1977 – The Packet Radio net, SATNET, and ARPANET are connected, sending a message from California to London and back via satellite to Virginia and then the University of Southern California in a demonstration of what would eventually become the Internet.

1984 – Fred Rogers of PBS’ “Mr. Rogers’ Neighborhood” presents a sweater to the Smithsonian Institution. Watch Mr. Rogers don his sweater at the opening of his show.



1995 – “Toy Story” is released as the first feature-length film completely created using computer-generated imagery (CGI).

1998 – CNN airs a tape of Jack Kevorkian giving lethal drugs in an assisted suicide of a terminally ill patient with Lou Gehrig’s disease. Kevorkian was later sentenced to 25 years in prison for second-degree murder and was paroled in 2005. Kevorkian died from a blood clot and liver cancer in 2011 at age 83.

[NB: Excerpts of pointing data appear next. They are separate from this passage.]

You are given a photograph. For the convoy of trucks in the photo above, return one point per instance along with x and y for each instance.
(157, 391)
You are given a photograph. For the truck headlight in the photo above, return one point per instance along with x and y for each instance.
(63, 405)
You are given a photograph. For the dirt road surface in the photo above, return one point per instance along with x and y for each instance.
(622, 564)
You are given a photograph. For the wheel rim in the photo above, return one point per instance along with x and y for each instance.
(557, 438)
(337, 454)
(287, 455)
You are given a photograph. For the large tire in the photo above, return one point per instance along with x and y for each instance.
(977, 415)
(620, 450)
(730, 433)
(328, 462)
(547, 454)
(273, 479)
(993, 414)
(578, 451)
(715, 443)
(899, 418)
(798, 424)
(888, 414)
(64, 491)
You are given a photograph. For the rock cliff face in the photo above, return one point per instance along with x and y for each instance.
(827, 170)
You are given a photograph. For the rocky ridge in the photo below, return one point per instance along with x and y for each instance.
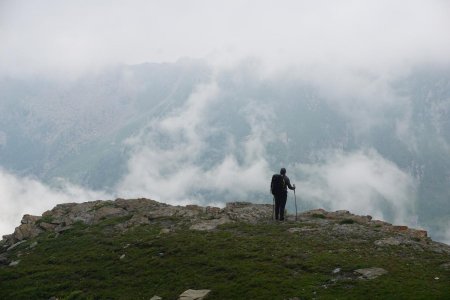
(134, 212)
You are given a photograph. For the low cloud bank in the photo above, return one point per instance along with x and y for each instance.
(168, 155)
(29, 196)
(363, 182)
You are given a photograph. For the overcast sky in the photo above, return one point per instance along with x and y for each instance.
(73, 36)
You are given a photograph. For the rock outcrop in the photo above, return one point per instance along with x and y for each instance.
(135, 212)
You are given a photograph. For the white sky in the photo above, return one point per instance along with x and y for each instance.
(73, 36)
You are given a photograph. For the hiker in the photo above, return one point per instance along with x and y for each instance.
(278, 188)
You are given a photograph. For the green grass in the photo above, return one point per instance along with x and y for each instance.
(238, 261)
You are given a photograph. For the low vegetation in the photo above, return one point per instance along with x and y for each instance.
(266, 260)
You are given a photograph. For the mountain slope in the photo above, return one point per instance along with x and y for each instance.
(135, 249)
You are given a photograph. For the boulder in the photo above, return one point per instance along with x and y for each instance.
(47, 226)
(446, 266)
(26, 231)
(14, 263)
(248, 212)
(4, 259)
(208, 225)
(391, 241)
(29, 219)
(370, 273)
(108, 212)
(194, 294)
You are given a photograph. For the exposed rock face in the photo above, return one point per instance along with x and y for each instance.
(135, 212)
(371, 273)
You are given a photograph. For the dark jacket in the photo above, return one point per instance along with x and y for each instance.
(288, 183)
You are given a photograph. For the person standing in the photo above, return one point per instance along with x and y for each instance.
(278, 187)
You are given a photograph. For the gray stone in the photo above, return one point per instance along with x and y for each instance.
(207, 225)
(29, 219)
(108, 212)
(26, 231)
(194, 294)
(14, 263)
(3, 259)
(15, 245)
(47, 226)
(60, 229)
(391, 241)
(370, 273)
(446, 266)
(164, 231)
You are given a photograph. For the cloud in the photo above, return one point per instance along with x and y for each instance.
(168, 159)
(361, 181)
(379, 36)
(30, 196)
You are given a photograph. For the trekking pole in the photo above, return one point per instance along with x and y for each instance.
(273, 208)
(295, 198)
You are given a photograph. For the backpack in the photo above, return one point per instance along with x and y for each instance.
(278, 185)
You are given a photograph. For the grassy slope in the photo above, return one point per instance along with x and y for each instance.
(238, 261)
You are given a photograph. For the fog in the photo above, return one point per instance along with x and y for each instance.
(352, 52)
(379, 37)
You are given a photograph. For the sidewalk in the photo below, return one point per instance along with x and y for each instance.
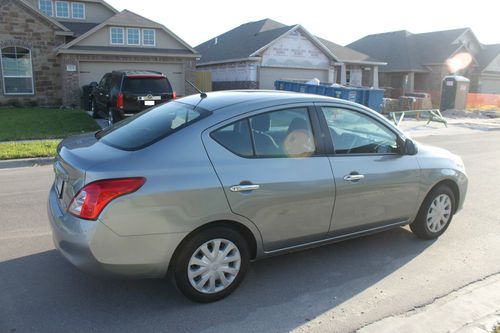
(474, 308)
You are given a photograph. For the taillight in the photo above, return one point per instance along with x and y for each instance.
(119, 101)
(89, 202)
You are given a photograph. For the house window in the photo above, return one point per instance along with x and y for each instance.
(62, 9)
(117, 35)
(46, 6)
(17, 71)
(133, 36)
(148, 37)
(78, 10)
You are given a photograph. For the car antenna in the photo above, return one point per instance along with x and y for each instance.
(202, 94)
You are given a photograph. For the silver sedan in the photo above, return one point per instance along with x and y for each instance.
(197, 188)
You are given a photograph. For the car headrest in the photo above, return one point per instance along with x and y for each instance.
(298, 124)
(261, 122)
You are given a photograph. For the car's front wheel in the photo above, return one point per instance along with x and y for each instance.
(211, 264)
(435, 214)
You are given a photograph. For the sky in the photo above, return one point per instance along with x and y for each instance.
(341, 22)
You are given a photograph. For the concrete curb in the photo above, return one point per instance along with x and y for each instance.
(26, 162)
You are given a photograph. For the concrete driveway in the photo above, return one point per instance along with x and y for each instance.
(336, 288)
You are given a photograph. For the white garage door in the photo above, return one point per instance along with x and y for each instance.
(94, 71)
(270, 74)
(490, 86)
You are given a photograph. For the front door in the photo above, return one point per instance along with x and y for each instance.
(272, 175)
(375, 184)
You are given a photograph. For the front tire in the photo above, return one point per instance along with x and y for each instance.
(435, 214)
(211, 264)
(93, 108)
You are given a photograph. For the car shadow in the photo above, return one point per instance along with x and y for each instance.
(44, 293)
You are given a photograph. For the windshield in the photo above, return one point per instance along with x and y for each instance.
(150, 126)
(149, 85)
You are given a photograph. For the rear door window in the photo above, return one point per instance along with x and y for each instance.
(146, 85)
(236, 138)
(284, 133)
(150, 126)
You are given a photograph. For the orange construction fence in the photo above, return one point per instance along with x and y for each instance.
(483, 101)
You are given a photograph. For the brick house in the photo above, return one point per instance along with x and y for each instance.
(256, 54)
(50, 49)
(417, 62)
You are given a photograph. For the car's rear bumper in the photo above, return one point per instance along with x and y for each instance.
(94, 248)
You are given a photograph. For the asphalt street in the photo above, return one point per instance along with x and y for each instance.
(335, 288)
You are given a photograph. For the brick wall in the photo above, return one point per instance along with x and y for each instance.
(19, 27)
(71, 91)
(234, 85)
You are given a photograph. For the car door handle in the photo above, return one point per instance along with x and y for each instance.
(353, 178)
(243, 188)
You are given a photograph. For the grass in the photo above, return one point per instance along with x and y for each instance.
(26, 149)
(39, 123)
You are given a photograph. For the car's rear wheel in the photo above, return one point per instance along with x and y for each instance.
(93, 108)
(435, 214)
(211, 264)
(113, 116)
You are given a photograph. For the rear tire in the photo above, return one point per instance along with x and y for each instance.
(93, 108)
(113, 116)
(211, 264)
(435, 214)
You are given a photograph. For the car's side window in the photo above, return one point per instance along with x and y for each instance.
(284, 133)
(236, 138)
(355, 133)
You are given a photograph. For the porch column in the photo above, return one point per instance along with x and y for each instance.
(375, 77)
(343, 75)
(411, 82)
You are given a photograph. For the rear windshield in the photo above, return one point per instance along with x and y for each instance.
(146, 85)
(150, 126)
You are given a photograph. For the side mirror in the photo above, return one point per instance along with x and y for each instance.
(410, 147)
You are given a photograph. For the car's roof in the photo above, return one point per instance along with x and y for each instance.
(220, 99)
(134, 72)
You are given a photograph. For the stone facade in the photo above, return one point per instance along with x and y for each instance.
(71, 91)
(20, 27)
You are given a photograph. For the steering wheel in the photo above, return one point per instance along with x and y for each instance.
(353, 144)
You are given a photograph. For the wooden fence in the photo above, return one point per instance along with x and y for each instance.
(483, 101)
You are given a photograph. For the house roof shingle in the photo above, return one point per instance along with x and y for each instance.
(251, 37)
(414, 50)
(487, 55)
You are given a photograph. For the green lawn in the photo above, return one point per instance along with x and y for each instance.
(43, 125)
(39, 123)
(25, 149)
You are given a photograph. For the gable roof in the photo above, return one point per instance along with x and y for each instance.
(241, 42)
(250, 39)
(487, 55)
(346, 54)
(128, 18)
(404, 51)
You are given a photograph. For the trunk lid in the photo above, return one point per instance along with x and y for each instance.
(143, 91)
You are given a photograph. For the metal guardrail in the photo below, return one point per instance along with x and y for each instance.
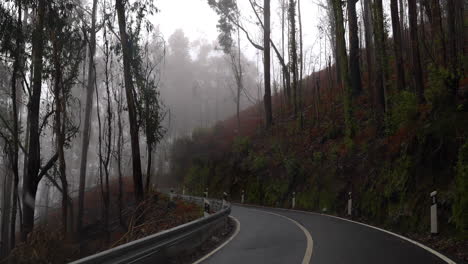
(166, 244)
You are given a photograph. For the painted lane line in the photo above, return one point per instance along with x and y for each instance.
(430, 250)
(222, 245)
(310, 242)
(444, 258)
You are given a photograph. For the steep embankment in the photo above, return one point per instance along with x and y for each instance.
(389, 166)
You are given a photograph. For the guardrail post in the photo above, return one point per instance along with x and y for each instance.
(434, 224)
(294, 200)
(350, 204)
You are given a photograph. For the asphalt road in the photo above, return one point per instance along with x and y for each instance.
(281, 237)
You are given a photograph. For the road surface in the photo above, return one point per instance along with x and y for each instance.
(279, 236)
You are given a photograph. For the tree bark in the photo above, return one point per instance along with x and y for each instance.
(59, 128)
(453, 47)
(86, 133)
(301, 65)
(380, 57)
(17, 67)
(343, 64)
(30, 179)
(397, 45)
(293, 53)
(367, 17)
(266, 65)
(417, 71)
(135, 142)
(355, 70)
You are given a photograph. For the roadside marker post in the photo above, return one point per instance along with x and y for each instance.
(350, 204)
(434, 224)
(294, 200)
(224, 204)
(206, 204)
(171, 195)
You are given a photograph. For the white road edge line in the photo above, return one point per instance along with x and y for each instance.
(444, 258)
(310, 242)
(222, 245)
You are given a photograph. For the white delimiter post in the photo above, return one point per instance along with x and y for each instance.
(294, 200)
(350, 204)
(434, 225)
(171, 195)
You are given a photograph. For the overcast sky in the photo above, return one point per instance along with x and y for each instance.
(199, 21)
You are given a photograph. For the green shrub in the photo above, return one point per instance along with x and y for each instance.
(437, 93)
(460, 206)
(197, 178)
(404, 110)
(241, 145)
(318, 157)
(258, 161)
(274, 191)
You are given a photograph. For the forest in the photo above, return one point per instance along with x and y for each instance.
(99, 109)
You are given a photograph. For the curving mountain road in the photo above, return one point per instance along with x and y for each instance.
(280, 236)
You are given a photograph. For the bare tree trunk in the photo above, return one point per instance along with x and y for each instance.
(398, 48)
(293, 53)
(17, 67)
(6, 214)
(355, 70)
(58, 129)
(135, 142)
(381, 60)
(301, 65)
(417, 71)
(119, 154)
(87, 122)
(266, 64)
(284, 72)
(30, 180)
(453, 47)
(346, 82)
(367, 16)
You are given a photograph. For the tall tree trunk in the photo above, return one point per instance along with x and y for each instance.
(355, 70)
(368, 35)
(453, 47)
(86, 133)
(380, 57)
(334, 40)
(6, 213)
(148, 166)
(135, 142)
(17, 67)
(293, 53)
(58, 128)
(346, 82)
(417, 70)
(266, 64)
(301, 64)
(285, 72)
(239, 81)
(119, 155)
(397, 45)
(30, 180)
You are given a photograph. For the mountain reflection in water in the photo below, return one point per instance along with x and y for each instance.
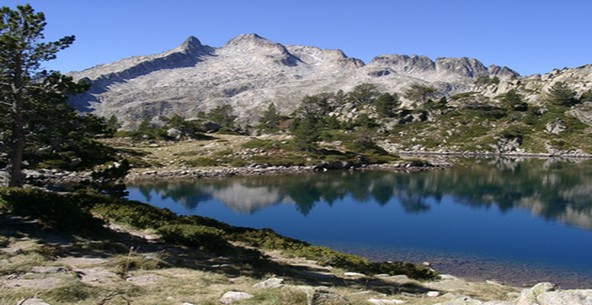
(554, 190)
(517, 222)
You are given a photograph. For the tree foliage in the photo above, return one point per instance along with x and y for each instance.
(223, 115)
(420, 93)
(363, 94)
(38, 125)
(309, 118)
(270, 119)
(513, 101)
(562, 95)
(386, 104)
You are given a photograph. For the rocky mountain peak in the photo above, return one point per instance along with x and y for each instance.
(249, 72)
(258, 46)
(191, 45)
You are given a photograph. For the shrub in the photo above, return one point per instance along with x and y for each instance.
(135, 214)
(63, 212)
(201, 237)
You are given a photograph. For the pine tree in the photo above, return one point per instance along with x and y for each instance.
(21, 54)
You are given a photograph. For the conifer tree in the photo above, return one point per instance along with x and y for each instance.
(22, 51)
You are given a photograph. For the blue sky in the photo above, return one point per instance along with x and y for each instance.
(527, 36)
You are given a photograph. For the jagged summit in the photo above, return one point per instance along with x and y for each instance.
(191, 45)
(251, 38)
(249, 72)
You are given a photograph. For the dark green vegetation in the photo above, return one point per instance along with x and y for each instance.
(84, 214)
(37, 125)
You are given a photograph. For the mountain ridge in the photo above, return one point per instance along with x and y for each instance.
(249, 72)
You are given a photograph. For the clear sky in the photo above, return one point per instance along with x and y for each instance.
(529, 36)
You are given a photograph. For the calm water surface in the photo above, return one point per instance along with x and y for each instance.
(516, 222)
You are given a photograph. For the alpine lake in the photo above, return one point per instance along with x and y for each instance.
(518, 222)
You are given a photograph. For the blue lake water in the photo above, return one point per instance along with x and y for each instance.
(516, 222)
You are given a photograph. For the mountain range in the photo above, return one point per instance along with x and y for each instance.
(250, 72)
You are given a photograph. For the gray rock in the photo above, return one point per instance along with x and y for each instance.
(233, 296)
(579, 297)
(555, 127)
(463, 300)
(269, 283)
(385, 301)
(325, 297)
(174, 133)
(529, 296)
(32, 301)
(250, 71)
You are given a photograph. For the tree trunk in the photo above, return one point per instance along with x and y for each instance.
(17, 143)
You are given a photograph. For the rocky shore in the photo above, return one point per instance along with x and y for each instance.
(45, 177)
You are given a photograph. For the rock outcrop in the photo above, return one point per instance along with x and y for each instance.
(250, 72)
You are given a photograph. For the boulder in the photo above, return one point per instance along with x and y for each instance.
(233, 296)
(324, 297)
(385, 301)
(580, 297)
(529, 296)
(555, 127)
(269, 283)
(32, 301)
(174, 133)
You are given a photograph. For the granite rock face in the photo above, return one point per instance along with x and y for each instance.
(250, 72)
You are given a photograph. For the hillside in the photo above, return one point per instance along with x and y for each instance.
(250, 72)
(447, 105)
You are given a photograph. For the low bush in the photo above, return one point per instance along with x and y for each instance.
(201, 237)
(63, 212)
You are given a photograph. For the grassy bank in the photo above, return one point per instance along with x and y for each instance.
(51, 243)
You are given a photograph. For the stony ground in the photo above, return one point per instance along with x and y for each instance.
(40, 266)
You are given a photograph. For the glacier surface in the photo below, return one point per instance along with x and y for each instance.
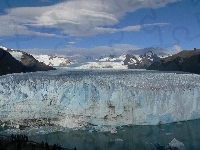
(77, 98)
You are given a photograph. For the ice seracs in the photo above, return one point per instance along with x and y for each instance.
(76, 98)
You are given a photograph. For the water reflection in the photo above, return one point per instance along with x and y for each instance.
(128, 137)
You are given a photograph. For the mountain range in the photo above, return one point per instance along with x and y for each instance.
(187, 61)
(15, 61)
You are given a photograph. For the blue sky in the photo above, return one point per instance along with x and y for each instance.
(56, 25)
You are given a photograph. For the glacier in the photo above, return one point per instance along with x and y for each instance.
(78, 98)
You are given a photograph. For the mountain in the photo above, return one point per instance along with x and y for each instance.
(140, 61)
(187, 61)
(8, 64)
(94, 62)
(19, 61)
(52, 60)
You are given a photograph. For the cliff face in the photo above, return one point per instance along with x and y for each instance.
(79, 98)
(187, 61)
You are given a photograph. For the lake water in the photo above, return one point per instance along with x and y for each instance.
(127, 137)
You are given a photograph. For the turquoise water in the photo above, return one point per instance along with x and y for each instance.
(128, 137)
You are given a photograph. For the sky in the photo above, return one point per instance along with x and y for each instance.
(53, 26)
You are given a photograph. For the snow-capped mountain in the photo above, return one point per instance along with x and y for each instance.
(94, 62)
(30, 63)
(52, 60)
(132, 59)
(140, 61)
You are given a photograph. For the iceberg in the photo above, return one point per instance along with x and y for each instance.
(78, 98)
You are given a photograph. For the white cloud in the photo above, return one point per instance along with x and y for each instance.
(71, 42)
(177, 48)
(75, 17)
(116, 49)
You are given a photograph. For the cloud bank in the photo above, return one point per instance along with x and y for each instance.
(75, 17)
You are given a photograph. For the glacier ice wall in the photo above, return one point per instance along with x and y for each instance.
(77, 98)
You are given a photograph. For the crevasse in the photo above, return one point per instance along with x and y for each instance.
(81, 97)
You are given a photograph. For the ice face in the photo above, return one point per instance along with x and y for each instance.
(117, 97)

2016 – The Dow Jones Industrial Average closes above 19,000 for the first time, two weeks after Donald Trump is elected president. The Dow is now about 47,000.


November 23

1783 – Annapolis, Maryland, becomes the capital of the U.S. until June 1784.

1903 – Enrico Caruso makes his U.S. debut at the Metropolitan Opera House in New York in Verdi’s “Rigoletto.” It was the first of 863 appearances at the Met. Watch a slide show of Caruso and listen to him singing.



1936 – The first issue of “Life,” a picture magazine created by Henry R. Luce, is published. A photograph of Fort Peck Dam was on the cover. The last issue, published in May 2000, had a premature baby on the cover.

1954 – For the first time, the Dow Jones Industrial Average closes above the peak it reached before the 1929 stock market crash. The Dow closed at 380.33 on August 29, 1929, and at 382.74 on this date.

1960 – Hollywood dedicates its Walk of Fame in Hollywood at Boulevard and Vine Street. Joanne Woodward received the first star. She won an Academy Award in 1957 for “The Three Faces of Eve.” Watch an LA City Tours video advertising the famous street.



1998 – A U.S. federal judge rejects a Virginia county’s effort to block pornography on library computer, calling the attempt unconstitutional.

2014 – Republicans condemn President Obama’s use of executive action to push through immigration reform. Obama infamously said, “I’ve got a pen, and I’ve got a phone.” This emphasized his intension to use executive action and the power of the presidency to advance his agenda and bypass congress.